Key Facts
- ✓ Z80-μLM is a character-level language model with 2-bit quantized weights.
- ✓ The entire system fits into a 40KB .COM file.
- ✓ It runs on a Z80 processor with 64KB RAM.
- ✓ The model can play a stripped-down version of 20 Questions.
- ✓ Training used quantization-aware training with straight-through estimators.
Quick Summary
A new project demonstrates the viability of conversational AI on legacy hardware. Z80-μLM is a character-level language model specifically designed to operate within the strict confines of a Z80 processor and 64KB of RAM. Unlike modern large language models that require gigabytes of memory and powerful GPUs, this model fits its entire operational stack into a compact 40KB .COM file. This allows it to run on real hardware or emulators supporting the CP/M operating system.
The model utilizes 2-bit quantized weights with values limited to {-2, -1, 0, +1}. While it lacks the capacity for general-purpose writing tasks, it is capable of playing a simplified version of 20 Questions and engaging in brief, personality-driven conversations. The achievement highlights how extreme constraints can drive innovative engineering solutions in AI development.
Technical Architecture and Constraints
Developing an AI model that runs on hardware from the late 1970s required a complete rethinking of modern deep learning techniques. The developer faced the challenge of fitting inference logic, model weights, and a chat user interface into a 40KB binary. To achieve this, the project relies on trigram hashing, a technique that is tolerant of typos but sacrifices word order. Additionally, the system uses 16-bit integer math rather than the floating-point arithmetic standard in contemporary AI.
The architecture was heavily influenced by the need to match the Z80's hardware limitations. Specifically, the developer had to account for the processor's 16-bit accumulator limits. The training process was designed to handle these constraints from the start, ensuring the model did not require post-training adjustments that might cause quantization collapse.
Training Methodology 🧠
The key to Z80-μLM's success lies in its unique training approach, known as quantization-aware training. Rather than training a standard model and compressing it later, the developer ran two forward passes in parallel during training: one using standard floating-point numbers and another using integer-quantized values. This allowed the system to score the model on how well its knowledge survived the quantization process.

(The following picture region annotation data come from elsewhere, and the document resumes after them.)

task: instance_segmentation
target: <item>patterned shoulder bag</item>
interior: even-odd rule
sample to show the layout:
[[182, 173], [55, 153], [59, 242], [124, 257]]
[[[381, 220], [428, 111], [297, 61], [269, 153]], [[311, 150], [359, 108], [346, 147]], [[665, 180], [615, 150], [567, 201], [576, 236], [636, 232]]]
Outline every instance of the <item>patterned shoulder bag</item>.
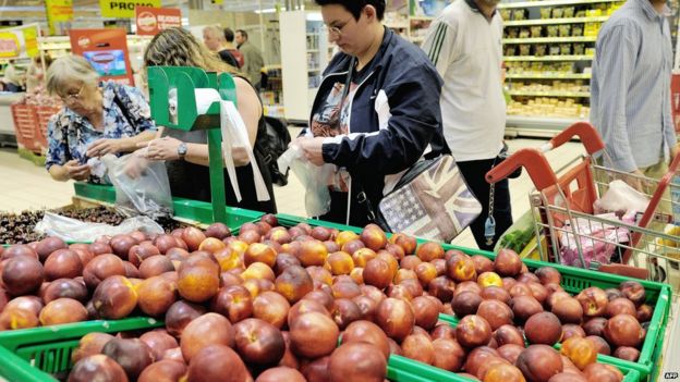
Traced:
[[380, 200], [375, 222], [389, 232], [450, 243], [482, 213], [450, 155], [421, 160]]

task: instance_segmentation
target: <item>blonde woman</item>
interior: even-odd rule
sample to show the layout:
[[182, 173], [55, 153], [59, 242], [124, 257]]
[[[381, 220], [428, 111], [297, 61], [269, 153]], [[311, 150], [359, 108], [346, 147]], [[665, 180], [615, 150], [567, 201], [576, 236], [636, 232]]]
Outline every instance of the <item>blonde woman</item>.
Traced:
[[100, 83], [97, 71], [80, 56], [52, 62], [47, 91], [64, 102], [48, 124], [45, 168], [56, 181], [106, 183], [90, 176], [90, 158], [134, 151], [156, 134], [142, 93], [114, 82]]
[[[251, 147], [258, 135], [266, 134], [263, 108], [253, 86], [223, 63], [216, 53], [207, 50], [187, 30], [182, 28], [165, 29], [149, 42], [144, 53], [146, 66], [194, 66], [207, 72], [230, 73], [236, 85], [236, 104], [245, 123]], [[162, 138], [148, 145], [146, 157], [151, 160], [166, 160], [170, 188], [173, 196], [210, 200], [210, 181], [208, 172], [208, 145], [205, 131], [181, 132], [165, 130]], [[234, 147], [233, 158], [236, 164], [239, 188], [243, 199], [236, 201], [229, 176], [224, 173], [227, 205], [251, 210], [276, 212], [271, 175], [262, 152], [254, 150], [257, 165], [269, 190], [270, 200], [258, 201], [255, 192], [253, 169], [248, 164], [245, 149]]]

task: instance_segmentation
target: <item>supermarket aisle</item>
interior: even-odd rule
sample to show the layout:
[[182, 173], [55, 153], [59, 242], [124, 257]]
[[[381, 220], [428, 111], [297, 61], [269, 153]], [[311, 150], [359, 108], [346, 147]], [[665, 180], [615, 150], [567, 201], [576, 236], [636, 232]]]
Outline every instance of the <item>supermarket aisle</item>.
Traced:
[[[291, 127], [291, 136], [295, 137], [299, 128]], [[510, 151], [523, 147], [538, 147], [541, 139], [508, 140]], [[580, 144], [570, 143], [548, 152], [550, 164], [558, 169], [575, 157], [583, 149]], [[529, 209], [529, 192], [533, 184], [526, 172], [520, 178], [510, 182], [513, 217], [517, 219]], [[0, 211], [22, 211], [27, 209], [57, 208], [71, 204], [73, 194], [72, 182], [53, 182], [44, 168], [34, 165], [19, 158], [12, 149], [0, 149]], [[294, 175], [289, 176], [286, 187], [275, 187], [279, 212], [305, 215], [304, 188]], [[454, 244], [476, 247], [470, 230], [463, 232]]]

The training loop actively pushed the weights toward the 2-bit grid using straight-through estimators. To prevent errors, the system applied overflow penalties that mirrored the Z80's 16-bit accumulator limits. This method ensured that by the end of training, the model had fully adapted to its target hardware constraints, eliminating the risk of post-hoc quantization collapse.
Data Generation and Capabilities
To teach the model how to play the game of 20 Questions, the developer needed a specific dataset. The project utilized the Claude API to generate this training data. A few dollars were spent on the API to create examples suitable for the stripped-down game format. This data allows the model to function as a conversational partner in a limited context.
Despite its small size, Z80-μLM is capable of maintaining the illusion of a conversation. It possesses a distinct personality and can engage in terse exchanges. However, its utility is strictly defined by its training data; it cannot generalize to tasks like email composition or complex reasoning, focusing instead on its specific conversational niche.
Conclusion
Z80-μLM represents a fascinating intersection of retro-computing and modern AI techniques. By strictly adhering to the limitations of 64KB RAM and a 40KB file size, the project proves that useful AI interactions are possible even on severely constrained hardware. The use of quantization-aware training and integer math offers a blueprint for future projects aiming to run AI on embedded systems or legacy devices. While it may not replace modern assistants, it stands as a significant technical achievement in code golf and efficient model design.